Blenkiron mentioned a name, and I knew why the word Schwabing was familiar. I had read the story long ago in Rhodesia.
“It was some smash,” Blenkiron went on. “He was drummed out of the Guards, out of the clubs, out of the country … Now, how would you have felt, Dick, if you had been the Graf? Your life and work and happiness crossed out, and all to save a mangy princeling. ‘Bitter as hell,’ you say. Hungering for a chance to put it across the lot that had outed you? You wouldn’t rest till you had William sobbing on his knees asking your pardon, and you not thinking of granting it? That’s the way you’d feel, but that wasn’t the Graf’s way, and what’s more it isn’t the German way. He went into exile hating humanity, and with a heart all poison and snakes, but itching to get back. And I’ll tell you why. It’s because his kind of German hasn’t got any other home on this earth. Oh, yes, I know there’s stacks of good old Teutons come and squat in our little country and turn into fine Americans.
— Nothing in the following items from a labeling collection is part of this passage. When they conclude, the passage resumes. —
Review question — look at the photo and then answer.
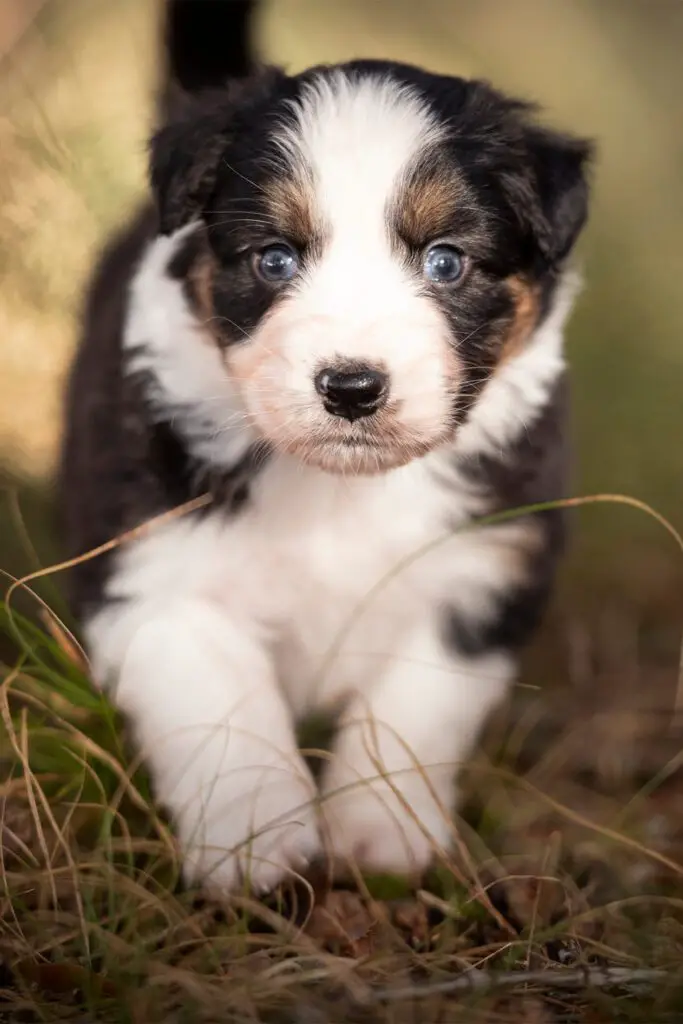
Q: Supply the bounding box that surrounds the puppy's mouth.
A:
[280,428,447,476]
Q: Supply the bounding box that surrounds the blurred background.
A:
[0,0,683,786]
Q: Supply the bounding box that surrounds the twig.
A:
[368,967,669,1004]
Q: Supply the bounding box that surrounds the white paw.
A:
[322,767,453,878]
[176,767,322,895]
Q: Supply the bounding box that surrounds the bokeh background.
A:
[0,0,683,782]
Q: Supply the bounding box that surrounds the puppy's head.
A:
[152,61,589,473]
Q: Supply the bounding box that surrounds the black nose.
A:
[315,368,387,423]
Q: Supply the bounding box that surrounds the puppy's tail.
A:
[164,0,258,95]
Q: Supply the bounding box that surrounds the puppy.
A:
[61,0,590,892]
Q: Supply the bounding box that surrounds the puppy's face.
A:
[153,61,588,473]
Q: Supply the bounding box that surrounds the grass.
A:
[0,499,683,1022]
[0,0,683,1024]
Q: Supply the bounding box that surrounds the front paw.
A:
[322,769,454,878]
[176,768,322,895]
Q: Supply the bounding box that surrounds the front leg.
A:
[323,623,515,876]
[88,598,318,892]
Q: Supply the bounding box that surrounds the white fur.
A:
[88,442,522,888]
[228,73,457,469]
[94,72,571,890]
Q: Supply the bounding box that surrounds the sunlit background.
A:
[0,0,683,777]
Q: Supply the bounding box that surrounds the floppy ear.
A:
[150,99,230,234]
[150,68,286,234]
[525,126,593,265]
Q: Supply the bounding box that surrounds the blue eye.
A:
[423,245,465,285]
[256,242,299,284]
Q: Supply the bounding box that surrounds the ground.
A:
[0,0,683,1024]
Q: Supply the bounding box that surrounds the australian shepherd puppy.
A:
[61,0,590,892]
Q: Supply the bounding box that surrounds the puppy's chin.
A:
[278,436,454,476]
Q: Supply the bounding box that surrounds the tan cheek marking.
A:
[397,168,466,245]
[264,176,319,248]
[498,276,540,367]
[187,253,216,325]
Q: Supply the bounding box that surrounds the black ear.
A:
[150,67,287,234]
[150,98,231,234]
[526,126,593,265]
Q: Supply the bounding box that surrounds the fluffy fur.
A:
[62,0,589,891]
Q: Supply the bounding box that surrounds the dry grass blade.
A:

You can do a lot with them if you catch them young and teach them the Declaration of Independence and make them study our Sunday papers. But you can’t deny there’s something comic in the rough about all Germans, before you’ve civilized them. They’re a pecooliar people, a darned pecooliar people, else they wouldn’t staff all the menial and indecent occupations on the globe. But that pecooliarity, which is only skin-deep in the working Boche, is in the bone of the grandee. Your German aristocracy can’t consort on terms of equality with any other Upper Ten Thousand. They swagger and bluff about the world, but they know very well that the world’s sniggering at them. They’re like a boss from Salt Creek Gully who’s made his pile and bought a dress suit and dropped into a Newport evening party. They don’t know where to put their hands or how to keep their feet still … Your copper-bottomed English nobleman has got to keep jogging himself to treat them as equals instead of sending them down to the servants’ hall. Their fine fixings are just the high light that reveals the everlasting jay. They can’t be gentlemen, because they aren’t sure of themselves. The world laughs at them, and they know it and it riles them like hell … That’s why when a Graf is booted out of the Fatherland, he’s got to creep back somehow or be a wandering Jew for the rest of time.”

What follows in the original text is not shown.